Lose weight without going hungry

One of the hardest things about losing weight is being hungry – when you are hungry it is hard not to overeat and is more difficult to resist temptation! Yet to lose weight you need to take in less energy which means cutting down on what you are eating now.

Here are some tips to help you to gain control over your appetite and still lose weight without going hungry.

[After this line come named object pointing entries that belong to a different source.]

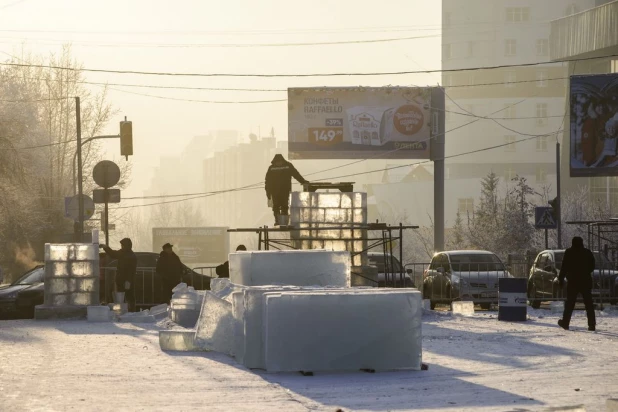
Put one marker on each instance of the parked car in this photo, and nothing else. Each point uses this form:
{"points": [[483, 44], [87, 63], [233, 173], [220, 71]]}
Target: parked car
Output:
{"points": [[543, 280], [148, 285], [9, 293], [377, 259], [468, 275]]}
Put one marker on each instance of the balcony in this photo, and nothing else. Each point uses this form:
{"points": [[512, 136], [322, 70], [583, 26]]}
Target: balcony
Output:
{"points": [[591, 33]]}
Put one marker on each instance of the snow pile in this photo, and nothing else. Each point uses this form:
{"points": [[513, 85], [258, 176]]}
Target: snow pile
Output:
{"points": [[294, 326]]}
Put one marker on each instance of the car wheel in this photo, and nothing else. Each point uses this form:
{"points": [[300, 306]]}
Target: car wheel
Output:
{"points": [[534, 302]]}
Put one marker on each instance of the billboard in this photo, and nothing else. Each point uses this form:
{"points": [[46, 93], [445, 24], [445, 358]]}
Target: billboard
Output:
{"points": [[194, 244], [594, 125], [360, 123]]}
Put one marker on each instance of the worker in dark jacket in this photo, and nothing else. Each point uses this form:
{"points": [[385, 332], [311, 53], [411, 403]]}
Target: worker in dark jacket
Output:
{"points": [[126, 269], [577, 267], [223, 270], [279, 184], [169, 269]]}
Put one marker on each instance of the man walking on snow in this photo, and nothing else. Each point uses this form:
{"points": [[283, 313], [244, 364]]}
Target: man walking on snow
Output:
{"points": [[577, 266], [169, 268], [279, 185]]}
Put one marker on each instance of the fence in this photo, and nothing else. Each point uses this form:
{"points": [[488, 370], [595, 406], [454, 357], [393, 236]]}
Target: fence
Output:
{"points": [[148, 285]]}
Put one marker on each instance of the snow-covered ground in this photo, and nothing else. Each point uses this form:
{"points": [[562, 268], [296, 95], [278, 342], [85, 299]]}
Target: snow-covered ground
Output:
{"points": [[475, 364]]}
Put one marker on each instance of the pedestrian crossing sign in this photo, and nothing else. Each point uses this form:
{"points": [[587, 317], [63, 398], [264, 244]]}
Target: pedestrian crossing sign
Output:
{"points": [[544, 218]]}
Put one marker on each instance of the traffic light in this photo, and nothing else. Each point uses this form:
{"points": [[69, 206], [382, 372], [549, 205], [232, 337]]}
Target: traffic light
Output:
{"points": [[126, 139], [554, 208]]}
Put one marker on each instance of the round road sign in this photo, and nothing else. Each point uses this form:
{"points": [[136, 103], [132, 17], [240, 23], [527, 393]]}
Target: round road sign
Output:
{"points": [[73, 208], [106, 174]]}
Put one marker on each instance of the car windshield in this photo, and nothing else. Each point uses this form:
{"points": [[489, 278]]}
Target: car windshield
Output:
{"points": [[378, 261], [476, 262], [32, 277], [600, 261]]}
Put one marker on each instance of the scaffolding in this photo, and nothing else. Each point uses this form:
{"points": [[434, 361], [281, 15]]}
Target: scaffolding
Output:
{"points": [[389, 235]]}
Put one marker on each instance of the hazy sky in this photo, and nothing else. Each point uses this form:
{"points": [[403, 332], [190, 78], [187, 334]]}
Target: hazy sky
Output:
{"points": [[161, 36]]}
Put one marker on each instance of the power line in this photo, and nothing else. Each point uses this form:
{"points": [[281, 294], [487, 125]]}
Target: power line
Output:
{"points": [[230, 45], [300, 75], [261, 184]]}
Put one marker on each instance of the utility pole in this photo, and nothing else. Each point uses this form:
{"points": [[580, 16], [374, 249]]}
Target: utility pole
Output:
{"points": [[558, 200], [78, 125], [437, 155]]}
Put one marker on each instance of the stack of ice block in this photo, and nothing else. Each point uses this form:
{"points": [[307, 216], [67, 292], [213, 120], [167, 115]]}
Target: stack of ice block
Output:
{"points": [[319, 210], [290, 267], [71, 280], [295, 327]]}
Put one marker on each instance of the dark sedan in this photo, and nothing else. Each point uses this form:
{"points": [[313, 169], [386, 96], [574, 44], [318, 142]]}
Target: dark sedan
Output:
{"points": [[9, 294]]}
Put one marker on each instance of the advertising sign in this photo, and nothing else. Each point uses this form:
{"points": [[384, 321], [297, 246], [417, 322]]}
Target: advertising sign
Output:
{"points": [[346, 123], [594, 125], [208, 245]]}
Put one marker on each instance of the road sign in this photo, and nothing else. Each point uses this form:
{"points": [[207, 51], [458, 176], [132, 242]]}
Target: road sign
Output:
{"points": [[106, 174], [106, 195], [71, 207], [544, 218]]}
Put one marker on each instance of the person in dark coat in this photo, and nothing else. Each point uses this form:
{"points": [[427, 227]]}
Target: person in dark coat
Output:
{"points": [[577, 266], [223, 270], [279, 184], [169, 269], [126, 269]]}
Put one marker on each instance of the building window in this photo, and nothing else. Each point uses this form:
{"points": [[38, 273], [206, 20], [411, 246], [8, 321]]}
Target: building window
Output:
{"points": [[446, 19], [447, 80], [542, 47], [541, 144], [510, 143], [509, 174], [541, 114], [471, 48], [572, 9], [541, 79], [448, 52], [541, 175], [509, 111], [517, 14], [465, 206], [510, 77], [510, 47]]}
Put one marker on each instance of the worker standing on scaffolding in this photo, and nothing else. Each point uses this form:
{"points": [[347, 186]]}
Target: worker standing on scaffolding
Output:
{"points": [[279, 186]]}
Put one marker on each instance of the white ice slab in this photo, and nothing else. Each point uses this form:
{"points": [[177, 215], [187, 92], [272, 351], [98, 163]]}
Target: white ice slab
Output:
{"points": [[330, 331], [215, 326], [291, 267], [463, 308]]}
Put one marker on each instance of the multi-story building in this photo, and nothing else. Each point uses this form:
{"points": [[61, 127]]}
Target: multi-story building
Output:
{"points": [[516, 105]]}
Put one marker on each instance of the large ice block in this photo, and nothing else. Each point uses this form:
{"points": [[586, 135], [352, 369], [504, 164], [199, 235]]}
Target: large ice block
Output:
{"points": [[291, 267], [177, 340], [215, 326], [330, 331], [238, 313]]}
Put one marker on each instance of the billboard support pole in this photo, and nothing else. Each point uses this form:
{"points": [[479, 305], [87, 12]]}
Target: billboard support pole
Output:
{"points": [[438, 153], [558, 199]]}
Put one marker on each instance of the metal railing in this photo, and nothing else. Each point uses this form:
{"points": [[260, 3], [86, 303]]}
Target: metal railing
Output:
{"points": [[148, 285]]}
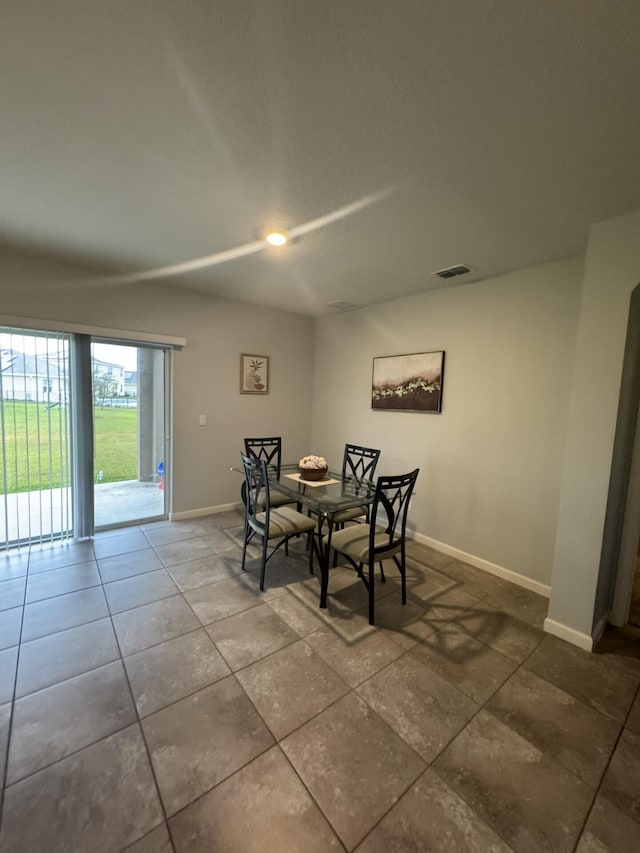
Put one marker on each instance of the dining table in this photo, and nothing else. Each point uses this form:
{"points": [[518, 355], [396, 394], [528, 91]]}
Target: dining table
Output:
{"points": [[324, 498]]}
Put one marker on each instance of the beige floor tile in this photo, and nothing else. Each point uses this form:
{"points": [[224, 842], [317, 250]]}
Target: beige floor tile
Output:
{"points": [[353, 764], [66, 717], [179, 552], [172, 670], [8, 663], [57, 555], [572, 733], [68, 653], [609, 830], [61, 581], [476, 581], [10, 626], [79, 809], [222, 599], [469, 665], [263, 807], [153, 623], [127, 565], [426, 556], [591, 678], [157, 841], [291, 686], [355, 649], [633, 720], [505, 633], [141, 589], [407, 624], [64, 611], [169, 532], [522, 603], [424, 709], [124, 543], [621, 784], [248, 636], [12, 592], [203, 571], [5, 716], [526, 797], [301, 615], [199, 741], [432, 817]]}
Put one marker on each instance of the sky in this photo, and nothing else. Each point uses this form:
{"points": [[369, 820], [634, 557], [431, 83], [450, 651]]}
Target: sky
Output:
{"points": [[125, 356]]}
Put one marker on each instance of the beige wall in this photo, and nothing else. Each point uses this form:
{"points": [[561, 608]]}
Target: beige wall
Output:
{"points": [[206, 372], [490, 464], [612, 271]]}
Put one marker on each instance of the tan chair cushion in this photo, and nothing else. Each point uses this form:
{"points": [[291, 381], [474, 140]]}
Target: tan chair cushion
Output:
{"points": [[284, 521], [354, 542], [349, 514], [277, 499]]}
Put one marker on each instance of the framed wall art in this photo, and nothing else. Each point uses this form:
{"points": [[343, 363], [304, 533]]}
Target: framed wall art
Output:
{"points": [[410, 383], [254, 374]]}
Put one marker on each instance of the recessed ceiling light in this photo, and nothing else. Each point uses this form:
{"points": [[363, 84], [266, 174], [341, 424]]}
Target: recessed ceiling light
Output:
{"points": [[276, 238]]}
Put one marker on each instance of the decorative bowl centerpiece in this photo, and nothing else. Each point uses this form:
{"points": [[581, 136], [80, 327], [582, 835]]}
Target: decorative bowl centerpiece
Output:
{"points": [[312, 468]]}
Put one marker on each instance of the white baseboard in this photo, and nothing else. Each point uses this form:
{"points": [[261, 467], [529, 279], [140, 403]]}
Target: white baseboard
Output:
{"points": [[204, 510], [577, 638], [485, 565]]}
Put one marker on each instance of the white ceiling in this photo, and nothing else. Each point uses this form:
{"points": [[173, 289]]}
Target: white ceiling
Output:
{"points": [[397, 138]]}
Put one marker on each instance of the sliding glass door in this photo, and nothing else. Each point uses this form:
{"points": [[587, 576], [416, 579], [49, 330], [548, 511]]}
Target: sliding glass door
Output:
{"points": [[35, 436], [128, 401], [83, 435]]}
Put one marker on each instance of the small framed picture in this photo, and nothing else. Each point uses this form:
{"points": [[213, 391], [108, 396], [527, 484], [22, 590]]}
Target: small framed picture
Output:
{"points": [[254, 374]]}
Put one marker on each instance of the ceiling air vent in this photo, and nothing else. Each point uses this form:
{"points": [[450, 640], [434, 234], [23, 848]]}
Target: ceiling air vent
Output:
{"points": [[342, 306], [451, 272]]}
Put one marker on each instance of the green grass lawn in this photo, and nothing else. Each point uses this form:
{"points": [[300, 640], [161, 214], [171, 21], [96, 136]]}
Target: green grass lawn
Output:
{"points": [[29, 431]]}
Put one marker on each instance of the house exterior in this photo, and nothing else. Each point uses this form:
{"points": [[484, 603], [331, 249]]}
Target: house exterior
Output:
{"points": [[32, 378]]}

  • Reduce energy density. Energy density is the measure of the number of kilojoules in a given volume of food – foods with a low energy density give you a much larger volume of food for the same amount of energy as a food with a high energy density. Fruit and vegetables are the winners when it comes to energy density – for the same number of kilojoules as a 50g chocolate bar you could eat 4 apples or 8 carrots – which do you think would fill you up the most
  • Go for low GI. A number of studies have now shown that carbohydrate foods that have a low glycemic index produce greater satiety and reduce the amount eaten at a subsequent meal. Low GI carbs are those that are more slowly digested and absorbed and include rolled oats, heavy wholegrain breads, pasta, legumes, corn, grains such as barley, buckwheat and quinoa, and many fruits.
  • Fill up on fibre – fibre has long been known to improve satiety and is found in plant foods including fruit, vegetables, legumes and wholegrains. One study found that a supplement of soluble fibre increased satiety and led to greater weight loss in overweight subjects – an extra 4kgs over 16 weeks. Foods high in soluble fibre include oats, legumes, barley, oat bran, rice bran, psyllium husks and some fruits.
  • Slow down – and give yourself a chance to feel full. Research has shown it takes at least 10 minutes after you start eating before your brain gets a signal to say it has eaten. This can be a hard habit to change but eating at the table instead rather than in front of the television or computer, putting your knife and fork down between meals and making sure mealtimes are relaxed can help.
  • Watch portions. Whether it’s a sandwich, snack food or meal, research has shown that if we are served larger portions we will eat them, without feeling any fuller or reducing our subsequent food intake. One study found that even when subjects were given larger portions of all food and drinks for 11 days, they continued to consume the larger amounts with no signs of cutting back. Try using smaller plates and give yourself time to feel full before going back for seconds.
  • Start with soup or salad – research has shown that having a salad before your meal reduces the amount you eat at that meal. Low fat vegetable-based soups and salads offer large portions with little calories. Filling up on these, or some raw veggies with salsa dip, before your meal means you will feel fuller faster and will help to get your 5 daily vegetable serves.
  • Drink plenty of water – water is kilojoule-free and can help to fill up your stomach, reducing the amount you eat at meals and preventing you from snacking excessively between meals. If you are feeling hungry between meals, try a glass of water first, then see if you are still hungry in 10 minutes time.